Lying in the tangled sheets and blankets, Maxie exhaled and made warm mewing noises. It was like sleeping with a comfortable cat. I dozed off.

I couldn't tell if it was five minutes or a couple of hours, but I woke up suddenly, aware of another noise. Something different, something that had disturbed the balance, a noise coming from the other room.

It was dark in the apartment. I glanced at the window; outside it was completely white. There was nothing except snow.

Again from the living room came a noise, the faint creak of floorboards; the boards were laid over concrete and not nailed down and in certain places they creaked when you walked on them.

Maxie was fast asleep, unreachable, impervious. I didn't wake her. My clothes, my gun, were in the other room. I lay still, listening. Someone was in the apartment.

Silently, I rolled to the side of the bed and then off it. In the dark, I fumbled for the flashlight on the bedside table. My hand wrapped around it.

My fingers felt the heavy metal tube. From the girls' room now I heard footsteps. Someone moving from room to room, coming in our direction.

Naked, with the flashlight in my hand and a blanket stuffed under my arm, I moved slowly towards the door.

Did he follow me from Breezy Point? Was someone on my tail? Did they want me bad enough to come for me miles away at Maxine's apartment? It was a couple of miles so they had come by car.

The way Maxie's building was set up always worried me.
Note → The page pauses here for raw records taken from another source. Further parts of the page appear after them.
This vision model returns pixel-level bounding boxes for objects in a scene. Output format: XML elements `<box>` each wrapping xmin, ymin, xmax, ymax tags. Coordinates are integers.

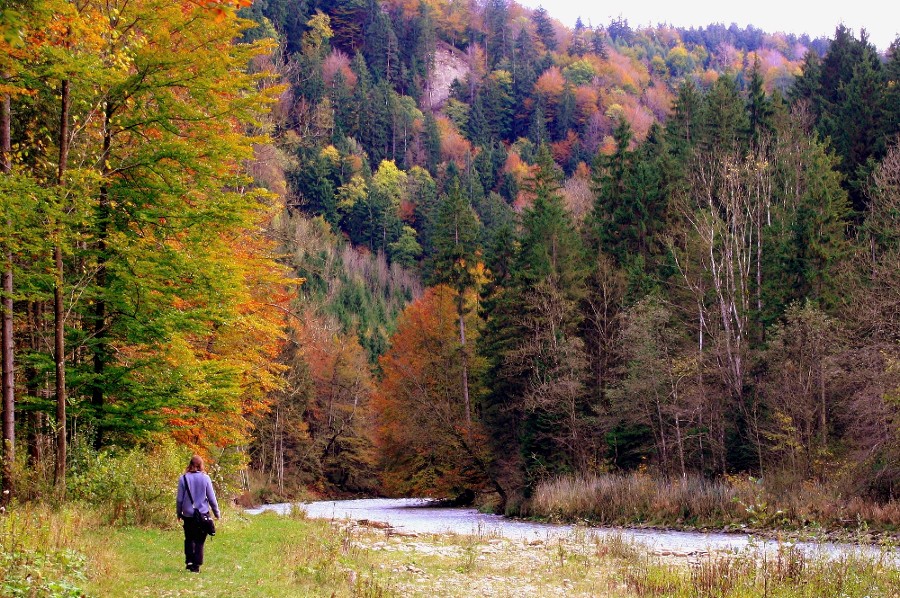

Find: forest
<box><xmin>0</xmin><ymin>0</ymin><xmax>900</xmax><ymax>525</ymax></box>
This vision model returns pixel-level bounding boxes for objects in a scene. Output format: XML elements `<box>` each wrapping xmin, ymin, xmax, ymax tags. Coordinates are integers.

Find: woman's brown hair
<box><xmin>184</xmin><ymin>455</ymin><xmax>203</xmax><ymax>473</ymax></box>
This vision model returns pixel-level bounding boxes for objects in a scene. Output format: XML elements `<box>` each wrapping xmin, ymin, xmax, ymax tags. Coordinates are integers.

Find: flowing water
<box><xmin>248</xmin><ymin>498</ymin><xmax>898</xmax><ymax>561</ymax></box>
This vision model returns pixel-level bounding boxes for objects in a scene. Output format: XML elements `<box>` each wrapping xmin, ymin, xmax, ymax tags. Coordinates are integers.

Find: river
<box><xmin>248</xmin><ymin>498</ymin><xmax>898</xmax><ymax>561</ymax></box>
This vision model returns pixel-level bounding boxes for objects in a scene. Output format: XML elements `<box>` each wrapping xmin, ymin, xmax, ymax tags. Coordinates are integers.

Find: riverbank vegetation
<box><xmin>525</xmin><ymin>473</ymin><xmax>900</xmax><ymax>542</ymax></box>
<box><xmin>0</xmin><ymin>0</ymin><xmax>900</xmax><ymax>583</ymax></box>
<box><xmin>0</xmin><ymin>505</ymin><xmax>900</xmax><ymax>598</ymax></box>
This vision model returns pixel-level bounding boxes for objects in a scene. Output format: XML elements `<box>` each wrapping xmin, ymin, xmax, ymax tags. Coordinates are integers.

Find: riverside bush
<box><xmin>67</xmin><ymin>442</ymin><xmax>190</xmax><ymax>526</ymax></box>
<box><xmin>523</xmin><ymin>473</ymin><xmax>900</xmax><ymax>531</ymax></box>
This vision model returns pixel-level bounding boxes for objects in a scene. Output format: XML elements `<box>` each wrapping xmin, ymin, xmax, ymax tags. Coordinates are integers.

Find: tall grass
<box><xmin>0</xmin><ymin>504</ymin><xmax>99</xmax><ymax>597</ymax></box>
<box><xmin>623</xmin><ymin>546</ymin><xmax>900</xmax><ymax>598</ymax></box>
<box><xmin>525</xmin><ymin>473</ymin><xmax>900</xmax><ymax>531</ymax></box>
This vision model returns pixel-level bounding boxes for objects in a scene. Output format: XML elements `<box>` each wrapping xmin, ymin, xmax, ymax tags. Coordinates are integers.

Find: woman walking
<box><xmin>175</xmin><ymin>455</ymin><xmax>219</xmax><ymax>573</ymax></box>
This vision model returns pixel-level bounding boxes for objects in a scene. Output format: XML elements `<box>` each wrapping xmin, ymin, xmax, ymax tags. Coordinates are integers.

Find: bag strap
<box><xmin>181</xmin><ymin>474</ymin><xmax>197</xmax><ymax>511</ymax></box>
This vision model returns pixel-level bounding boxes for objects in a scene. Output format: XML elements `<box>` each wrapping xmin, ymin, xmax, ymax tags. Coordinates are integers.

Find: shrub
<box><xmin>67</xmin><ymin>442</ymin><xmax>190</xmax><ymax>526</ymax></box>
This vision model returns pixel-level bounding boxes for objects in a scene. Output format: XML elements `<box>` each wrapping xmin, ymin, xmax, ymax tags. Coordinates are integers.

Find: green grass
<box><xmin>0</xmin><ymin>505</ymin><xmax>900</xmax><ymax>598</ymax></box>
<box><xmin>86</xmin><ymin>514</ymin><xmax>398</xmax><ymax>598</ymax></box>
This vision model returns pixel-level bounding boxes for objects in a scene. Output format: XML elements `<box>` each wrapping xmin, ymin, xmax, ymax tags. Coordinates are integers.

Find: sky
<box><xmin>516</xmin><ymin>0</ymin><xmax>900</xmax><ymax>52</ymax></box>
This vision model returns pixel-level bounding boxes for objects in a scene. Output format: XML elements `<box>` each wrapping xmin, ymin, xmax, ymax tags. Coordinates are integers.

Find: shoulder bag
<box><xmin>182</xmin><ymin>474</ymin><xmax>216</xmax><ymax>536</ymax></box>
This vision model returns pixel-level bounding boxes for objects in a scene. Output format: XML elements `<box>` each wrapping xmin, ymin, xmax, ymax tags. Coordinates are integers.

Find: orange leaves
<box><xmin>534</xmin><ymin>66</ymin><xmax>566</xmax><ymax>101</ymax></box>
<box><xmin>436</xmin><ymin>115</ymin><xmax>472</xmax><ymax>168</ymax></box>
<box><xmin>375</xmin><ymin>286</ymin><xmax>474</xmax><ymax>495</ymax></box>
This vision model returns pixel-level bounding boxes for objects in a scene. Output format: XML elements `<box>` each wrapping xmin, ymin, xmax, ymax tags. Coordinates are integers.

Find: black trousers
<box><xmin>182</xmin><ymin>517</ymin><xmax>206</xmax><ymax>567</ymax></box>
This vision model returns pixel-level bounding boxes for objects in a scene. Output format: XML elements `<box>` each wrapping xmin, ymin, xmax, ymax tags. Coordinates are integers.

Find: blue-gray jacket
<box><xmin>175</xmin><ymin>471</ymin><xmax>219</xmax><ymax>518</ymax></box>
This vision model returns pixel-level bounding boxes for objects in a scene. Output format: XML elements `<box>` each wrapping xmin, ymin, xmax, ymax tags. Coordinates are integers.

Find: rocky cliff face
<box><xmin>422</xmin><ymin>44</ymin><xmax>469</xmax><ymax>110</ymax></box>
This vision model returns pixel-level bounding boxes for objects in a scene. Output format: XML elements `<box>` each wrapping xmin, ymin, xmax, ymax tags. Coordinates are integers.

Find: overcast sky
<box><xmin>516</xmin><ymin>0</ymin><xmax>900</xmax><ymax>51</ymax></box>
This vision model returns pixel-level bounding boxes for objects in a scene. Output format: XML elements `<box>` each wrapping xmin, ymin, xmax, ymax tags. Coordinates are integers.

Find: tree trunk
<box><xmin>0</xmin><ymin>86</ymin><xmax>16</xmax><ymax>505</ymax></box>
<box><xmin>53</xmin><ymin>80</ymin><xmax>69</xmax><ymax>491</ymax></box>
<box><xmin>458</xmin><ymin>310</ymin><xmax>472</xmax><ymax>428</ymax></box>
<box><xmin>91</xmin><ymin>104</ymin><xmax>113</xmax><ymax>449</ymax></box>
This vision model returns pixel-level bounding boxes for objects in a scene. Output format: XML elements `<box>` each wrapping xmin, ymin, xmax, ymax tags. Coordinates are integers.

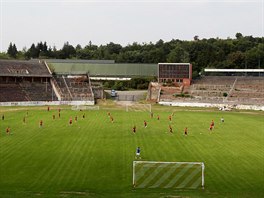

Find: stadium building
<box><xmin>158</xmin><ymin>63</ymin><xmax>192</xmax><ymax>86</ymax></box>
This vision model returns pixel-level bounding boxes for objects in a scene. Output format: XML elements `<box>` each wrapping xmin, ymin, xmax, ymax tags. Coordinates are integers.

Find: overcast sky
<box><xmin>0</xmin><ymin>0</ymin><xmax>264</xmax><ymax>51</ymax></box>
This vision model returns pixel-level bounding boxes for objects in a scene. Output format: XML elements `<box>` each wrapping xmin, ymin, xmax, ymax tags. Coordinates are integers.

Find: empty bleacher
<box><xmin>0</xmin><ymin>81</ymin><xmax>57</xmax><ymax>102</ymax></box>
<box><xmin>157</xmin><ymin>76</ymin><xmax>264</xmax><ymax>105</ymax></box>
<box><xmin>54</xmin><ymin>76</ymin><xmax>94</xmax><ymax>100</ymax></box>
It was two stories high with two apartments, one upstairs, one down. You reached the upper floor—Maxie's—by an outside staircase to the street. On the other side of the building was a stretch of grass, a few trees, then Shore Drive and the river. You could come across the grass easy if you wanted to. You could get around to the front of the building and up those outside stairs without much trouble.

Throw a blanket, they told us. You suspect a terrorist on a plane, they had said, throw things. Water bottles. Fruit. Throw blankets. It was crazy, me, naked, with a flashlight and a blanket; I caught a glimpse of myself in the bedroom mirror. I wanted to laugh out loud. I was feverish. My head was burning.
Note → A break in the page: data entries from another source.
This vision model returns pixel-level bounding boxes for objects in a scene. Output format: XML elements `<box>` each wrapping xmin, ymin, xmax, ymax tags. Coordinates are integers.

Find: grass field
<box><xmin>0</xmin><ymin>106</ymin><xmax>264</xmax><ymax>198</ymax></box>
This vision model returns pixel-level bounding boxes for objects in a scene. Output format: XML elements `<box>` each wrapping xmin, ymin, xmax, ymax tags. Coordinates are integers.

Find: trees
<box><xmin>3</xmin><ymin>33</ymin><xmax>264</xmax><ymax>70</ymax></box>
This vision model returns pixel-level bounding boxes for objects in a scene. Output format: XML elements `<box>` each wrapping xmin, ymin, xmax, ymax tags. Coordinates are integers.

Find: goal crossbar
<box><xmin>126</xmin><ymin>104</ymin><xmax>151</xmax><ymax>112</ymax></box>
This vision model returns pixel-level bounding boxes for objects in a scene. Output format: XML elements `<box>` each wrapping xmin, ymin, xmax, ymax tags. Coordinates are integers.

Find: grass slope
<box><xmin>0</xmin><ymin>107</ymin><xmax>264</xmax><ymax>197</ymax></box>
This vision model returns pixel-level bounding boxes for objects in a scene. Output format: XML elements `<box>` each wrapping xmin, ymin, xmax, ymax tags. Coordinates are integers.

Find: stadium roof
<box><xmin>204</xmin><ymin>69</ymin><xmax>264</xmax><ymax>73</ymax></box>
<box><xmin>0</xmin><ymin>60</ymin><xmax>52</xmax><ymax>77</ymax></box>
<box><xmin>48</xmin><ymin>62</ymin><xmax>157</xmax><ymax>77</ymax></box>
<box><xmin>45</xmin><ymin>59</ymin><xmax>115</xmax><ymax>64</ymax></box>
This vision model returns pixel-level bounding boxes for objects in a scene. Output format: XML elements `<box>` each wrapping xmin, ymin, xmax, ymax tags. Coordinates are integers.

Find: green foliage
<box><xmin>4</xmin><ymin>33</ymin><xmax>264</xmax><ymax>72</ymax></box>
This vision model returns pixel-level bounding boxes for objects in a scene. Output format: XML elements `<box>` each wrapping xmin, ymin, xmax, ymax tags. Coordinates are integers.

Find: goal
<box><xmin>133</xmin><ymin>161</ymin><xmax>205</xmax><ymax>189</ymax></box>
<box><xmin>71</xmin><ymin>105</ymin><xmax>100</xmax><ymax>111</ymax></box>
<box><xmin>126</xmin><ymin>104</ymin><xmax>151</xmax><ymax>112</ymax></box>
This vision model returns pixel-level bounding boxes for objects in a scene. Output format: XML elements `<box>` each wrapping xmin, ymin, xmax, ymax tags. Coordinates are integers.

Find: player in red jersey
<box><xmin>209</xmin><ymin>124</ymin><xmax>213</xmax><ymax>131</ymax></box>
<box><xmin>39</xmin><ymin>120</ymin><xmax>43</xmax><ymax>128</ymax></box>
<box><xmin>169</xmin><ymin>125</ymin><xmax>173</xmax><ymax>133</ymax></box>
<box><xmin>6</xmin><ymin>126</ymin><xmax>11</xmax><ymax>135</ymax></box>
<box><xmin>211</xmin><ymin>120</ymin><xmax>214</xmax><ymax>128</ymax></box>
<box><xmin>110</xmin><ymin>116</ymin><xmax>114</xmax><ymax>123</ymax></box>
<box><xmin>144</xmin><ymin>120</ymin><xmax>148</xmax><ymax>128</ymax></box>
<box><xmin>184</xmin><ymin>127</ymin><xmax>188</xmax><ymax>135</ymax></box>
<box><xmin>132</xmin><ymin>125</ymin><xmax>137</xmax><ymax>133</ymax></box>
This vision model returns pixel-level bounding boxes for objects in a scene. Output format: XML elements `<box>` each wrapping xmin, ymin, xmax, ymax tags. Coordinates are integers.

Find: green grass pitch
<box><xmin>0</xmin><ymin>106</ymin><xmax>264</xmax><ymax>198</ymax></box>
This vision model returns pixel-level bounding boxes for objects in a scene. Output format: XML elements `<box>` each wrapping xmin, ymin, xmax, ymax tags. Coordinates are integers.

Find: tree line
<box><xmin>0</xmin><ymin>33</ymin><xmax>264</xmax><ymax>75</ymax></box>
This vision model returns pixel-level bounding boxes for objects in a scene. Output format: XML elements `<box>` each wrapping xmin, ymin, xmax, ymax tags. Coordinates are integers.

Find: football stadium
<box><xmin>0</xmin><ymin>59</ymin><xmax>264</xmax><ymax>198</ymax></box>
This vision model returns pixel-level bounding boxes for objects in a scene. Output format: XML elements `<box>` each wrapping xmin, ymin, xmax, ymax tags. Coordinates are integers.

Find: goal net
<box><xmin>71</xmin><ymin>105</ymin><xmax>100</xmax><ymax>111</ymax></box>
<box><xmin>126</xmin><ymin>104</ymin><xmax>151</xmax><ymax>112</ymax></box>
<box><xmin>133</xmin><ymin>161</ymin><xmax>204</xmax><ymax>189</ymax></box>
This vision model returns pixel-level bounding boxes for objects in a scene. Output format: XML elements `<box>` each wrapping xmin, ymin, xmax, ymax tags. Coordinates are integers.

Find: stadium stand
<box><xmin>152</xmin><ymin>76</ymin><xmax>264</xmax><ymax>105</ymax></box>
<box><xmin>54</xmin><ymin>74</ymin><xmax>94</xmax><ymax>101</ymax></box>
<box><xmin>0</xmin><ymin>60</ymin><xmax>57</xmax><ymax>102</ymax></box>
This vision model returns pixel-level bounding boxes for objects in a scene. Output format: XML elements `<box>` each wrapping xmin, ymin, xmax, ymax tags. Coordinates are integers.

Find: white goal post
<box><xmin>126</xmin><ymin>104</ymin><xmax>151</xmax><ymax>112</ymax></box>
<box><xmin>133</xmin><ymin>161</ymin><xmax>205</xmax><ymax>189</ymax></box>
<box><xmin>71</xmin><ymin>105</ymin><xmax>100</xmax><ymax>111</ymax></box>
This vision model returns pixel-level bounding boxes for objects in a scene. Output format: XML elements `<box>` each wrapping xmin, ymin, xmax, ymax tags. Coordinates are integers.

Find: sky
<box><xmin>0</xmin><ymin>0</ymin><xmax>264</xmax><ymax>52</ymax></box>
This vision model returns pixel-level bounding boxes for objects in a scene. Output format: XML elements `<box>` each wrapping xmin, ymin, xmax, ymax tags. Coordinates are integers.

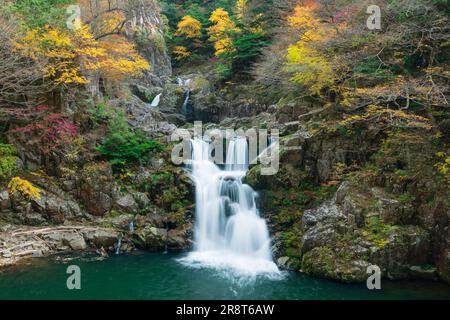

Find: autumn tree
<box><xmin>286</xmin><ymin>2</ymin><xmax>334</xmax><ymax>95</ymax></box>
<box><xmin>208</xmin><ymin>8</ymin><xmax>239</xmax><ymax>57</ymax></box>
<box><xmin>176</xmin><ymin>16</ymin><xmax>202</xmax><ymax>39</ymax></box>
<box><xmin>0</xmin><ymin>10</ymin><xmax>50</xmax><ymax>108</ymax></box>
<box><xmin>173</xmin><ymin>15</ymin><xmax>202</xmax><ymax>60</ymax></box>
Artemy often makes inappropriate jokes in class, the music teacher told my mother when I was thirteen. She was a pretty woman and I had asked if her G-string was tight enough. I had read about this G-string item in a Mickey Spillane novel I found in a black market bookshop near the Arbat in Moscow.

The floor creaked harder. The footsteps belonged to someone heavy. I positioned myself flat against the wall at the entrance to the living room and waited in the dark. Then I saw him.
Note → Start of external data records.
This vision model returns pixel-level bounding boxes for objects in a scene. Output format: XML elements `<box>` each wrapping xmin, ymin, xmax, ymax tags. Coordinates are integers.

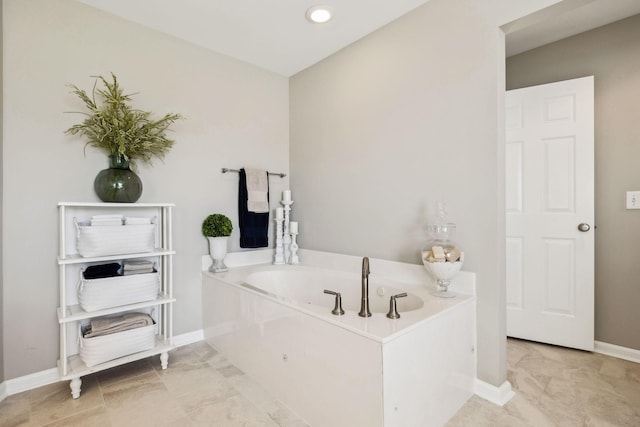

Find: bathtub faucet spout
<box><xmin>358</xmin><ymin>257</ymin><xmax>371</xmax><ymax>317</ymax></box>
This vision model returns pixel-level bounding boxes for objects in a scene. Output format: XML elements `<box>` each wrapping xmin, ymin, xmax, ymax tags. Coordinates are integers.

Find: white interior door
<box><xmin>505</xmin><ymin>76</ymin><xmax>595</xmax><ymax>350</ymax></box>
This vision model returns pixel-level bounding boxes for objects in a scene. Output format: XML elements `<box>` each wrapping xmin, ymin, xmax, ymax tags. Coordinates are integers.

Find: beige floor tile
<box><xmin>44</xmin><ymin>406</ymin><xmax>111</xmax><ymax>427</ymax></box>
<box><xmin>0</xmin><ymin>339</ymin><xmax>640</xmax><ymax>427</ymax></box>
<box><xmin>0</xmin><ymin>392</ymin><xmax>31</xmax><ymax>427</ymax></box>
<box><xmin>158</xmin><ymin>362</ymin><xmax>229</xmax><ymax>397</ymax></box>
<box><xmin>101</xmin><ymin>371</ymin><xmax>186</xmax><ymax>427</ymax></box>
<box><xmin>182</xmin><ymin>394</ymin><xmax>278</xmax><ymax>427</ymax></box>
<box><xmin>96</xmin><ymin>359</ymin><xmax>154</xmax><ymax>387</ymax></box>
<box><xmin>29</xmin><ymin>375</ymin><xmax>104</xmax><ymax>425</ymax></box>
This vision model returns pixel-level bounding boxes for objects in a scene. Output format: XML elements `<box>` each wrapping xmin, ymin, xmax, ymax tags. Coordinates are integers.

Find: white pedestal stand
<box><xmin>273</xmin><ymin>218</ymin><xmax>285</xmax><ymax>264</ymax></box>
<box><xmin>280</xmin><ymin>200</ymin><xmax>293</xmax><ymax>263</ymax></box>
<box><xmin>289</xmin><ymin>233</ymin><xmax>300</xmax><ymax>264</ymax></box>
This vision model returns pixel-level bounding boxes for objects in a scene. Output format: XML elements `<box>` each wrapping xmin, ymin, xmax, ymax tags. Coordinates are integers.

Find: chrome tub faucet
<box><xmin>358</xmin><ymin>257</ymin><xmax>371</xmax><ymax>317</ymax></box>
The dark figure was tall and bulky, as big as Tolya Sverdloff. I saw him emerge from the children's room and move towards me. My eyes adjusted to the dark and I saw now that the front door was ajar. He seemed to see me at the same time I saw him and he lunged, but I was faster. I threw the blanket over him and he fought it for a moment and I tried to shove him onto the floor, but he was huge; it was like pushing a mountain.

From the street somewhere came the sudden sound of a siren, and it distracted me for a split second. The monster in my arms was as agile as he was big; graceful as a dancer even under the blanket, he slipped from my grasp, got to the front door and ran. I found my jeans, pulled them on, got my gun from the coffee table, and went after him, but he was fast. By the time I got down the stairs from Maxie's place to the path outside, he was halfway down across the snow-covered grass. He reached the highway. He skidded across the road in spite of the on-coming traffic and disappeared and I couldn't tell if he'd been run over or if he made it to the walkway along the river. The snow blotted out everything.

I ran. The snow under my bare feet. I reached the highway but he was gone. By the time I got back, Maxine was already in the living room, phone in her hands, clutching a terry bathrobe around her.

"You're shaking," she said.

"It's alright," I said.

"I'm glad you were here," she said. "They came for the girls, didn't they?"

I thought about the creep who stuffed me into the garbage can out by Breezy Point and wondered again if I'd been followed.